# I feel like I'm losing fine motor control???



## crunchy_mommy (Mar 29, 2009)

Or maybe my hands are just really weak???

I used to have very strong fine motor skills, good handwriting, did a lot of art that required very fine work... Now I can't even write out a whole check without my hand getting tired. Writing thank you cards is torture and I didn't send out Christmas cards this year, it's just too hard for me to write that much. And trying to do things like threading a needle (never mind sewing by hand!) or other little tasks is painful and time-consuming... I used to do these things easily & quickly.

I'm only 29!!! Is this just a part of getting old? My work requires my to be on the computer for hours a day & many days I'm in a lot of pain by the end of the day. And it's a bit embarrassing to have to ask for help with things I used to do just fine. Or signing papers and having my signature look all funny by the third line I sign. I can't open jars and sometimes I can't even unbuckle DS's sealbelt!









What could cause this???? How can I get my hands working properly again?


----------



## tiqa (Feb 8, 2012)

I'm your age too and I used to have great hand-writing. I recently had to sign some documents lately and write a few brief notes to people) and I was just shocked at how ugly and sloppy my hand-writing was, and how quickly I tired of writing. But I think that just might be that I'm out of practice? Otherwise my fine-motor skills are typically fine as far as I can tell (Iike I do needlepoint, for one, and have no problem with it) but I do notice that my hands shake quite a bit. Not every day, but I'd say more days than not, and sometimes pretty badly. =/ I don't have problems with jars or buckles, but I have definitely lost strength. But I don't find this typical of someone our age, so unfortunately, I don't know what's going on, really. From my brief Internet-based research I discovered that mold can sometimes cause this type of thing, or toxic substances in the body that affect the nerves, but I'm not sure if that has any relation to you. I guess in your position (and mine too) I would first do a detox, try to "exercise" my hands a bit (like writing by hand, getting one of those little hand-squeezy-grippy things to strengthen the muscles - heck, squeeze a rubber ball or stress ball. And if those didn't improve the issue, I'd document specific issues and take it to your doctor of choice (if that's an option for you).


----------



## DoubleDouble (Oct 26, 2011)

Check for carpal tunnel and B12 deficiency. I've had both and had trouble with unbuckling belts, opening pickle jars, etc. Sewing by hand became a huge bother, putting a string of beads together - same thing. Eventually it got so bad that one day I couldn't pick up a coffee mug without dropping it - the grip was too weak. Now I'm much better, I hope you can figure it out soon too.

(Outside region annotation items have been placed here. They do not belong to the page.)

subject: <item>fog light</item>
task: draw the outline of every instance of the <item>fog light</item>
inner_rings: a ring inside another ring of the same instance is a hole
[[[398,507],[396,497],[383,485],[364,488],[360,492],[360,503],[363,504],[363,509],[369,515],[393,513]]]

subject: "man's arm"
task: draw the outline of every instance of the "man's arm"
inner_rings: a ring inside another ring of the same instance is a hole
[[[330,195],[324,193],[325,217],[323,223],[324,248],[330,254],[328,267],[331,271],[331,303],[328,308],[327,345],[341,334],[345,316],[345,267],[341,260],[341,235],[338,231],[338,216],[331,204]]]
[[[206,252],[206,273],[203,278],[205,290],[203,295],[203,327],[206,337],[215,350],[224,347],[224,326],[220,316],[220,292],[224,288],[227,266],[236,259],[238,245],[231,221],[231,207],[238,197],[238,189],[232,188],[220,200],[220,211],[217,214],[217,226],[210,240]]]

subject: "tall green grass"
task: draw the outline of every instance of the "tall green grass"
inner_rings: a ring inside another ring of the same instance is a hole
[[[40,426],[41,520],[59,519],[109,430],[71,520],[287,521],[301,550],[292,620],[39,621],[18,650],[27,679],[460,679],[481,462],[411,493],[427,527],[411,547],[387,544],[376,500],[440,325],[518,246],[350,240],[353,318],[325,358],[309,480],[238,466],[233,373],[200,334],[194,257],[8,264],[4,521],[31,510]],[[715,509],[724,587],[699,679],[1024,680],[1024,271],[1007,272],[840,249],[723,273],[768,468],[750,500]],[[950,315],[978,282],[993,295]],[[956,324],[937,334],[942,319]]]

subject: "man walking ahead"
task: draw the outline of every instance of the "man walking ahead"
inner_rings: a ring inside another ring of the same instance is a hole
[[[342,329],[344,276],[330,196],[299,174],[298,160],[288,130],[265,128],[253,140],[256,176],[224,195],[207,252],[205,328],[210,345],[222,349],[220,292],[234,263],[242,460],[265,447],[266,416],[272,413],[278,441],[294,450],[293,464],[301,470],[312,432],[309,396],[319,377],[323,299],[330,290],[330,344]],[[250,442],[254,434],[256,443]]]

Do you have memory problems, too? Tingling in your hands, shakiness, twitching fingers, tingly / itchy skin?


----------



## crunchy_mommy (Mar 29, 2009)

My memory is OK, at least my day-to-day memory (I don't remember my childhood and my long-term memory is just not great). My hands don't tingle, except at night if I'm sleeping funny!







They don't normally twitch but will from time to time start randomly shaking. And yes to the tingly/itchy skin, though it comes & goes.

DH got me one of those hand squeeze exercise things but I can't use it, it's too painful. Sometimes I get a shooting pain up my arm with things like that, but more often it just makes my hand feel achy & weak.

DoubleDouble, how did it get better for you?


----------



## DoubleDouble (Oct 26, 2011)

The condition that produced B12 deficiency was diagnosed and slowly got better, and I also took B12 supplements. As for carpal tunnel, I revised my work habits, used a wrist brace and wrist support pillow, and switched the mouse to the other hand.


----------



## FrannieP (Sep 11, 2007)

Quote:


> Originally Posted by *DoubleDouble*
> 
> The condition that produced B12 deficiency was diagnosed and slowly got better, and I also took B12 supplements. As for carpal tunnel, I revised my work habits, used a wrist brace and wrist support pillow, and switched the mouse to the other hand.


May I ask, what was the condition that initially caused your b12 deficiency?


----------



## crunchy_mommy (Mar 29, 2009)

Quote:


> Originally Posted by *FrannieP*
> 
> May I ask, what was the condition that initially caused your b12 deficiency?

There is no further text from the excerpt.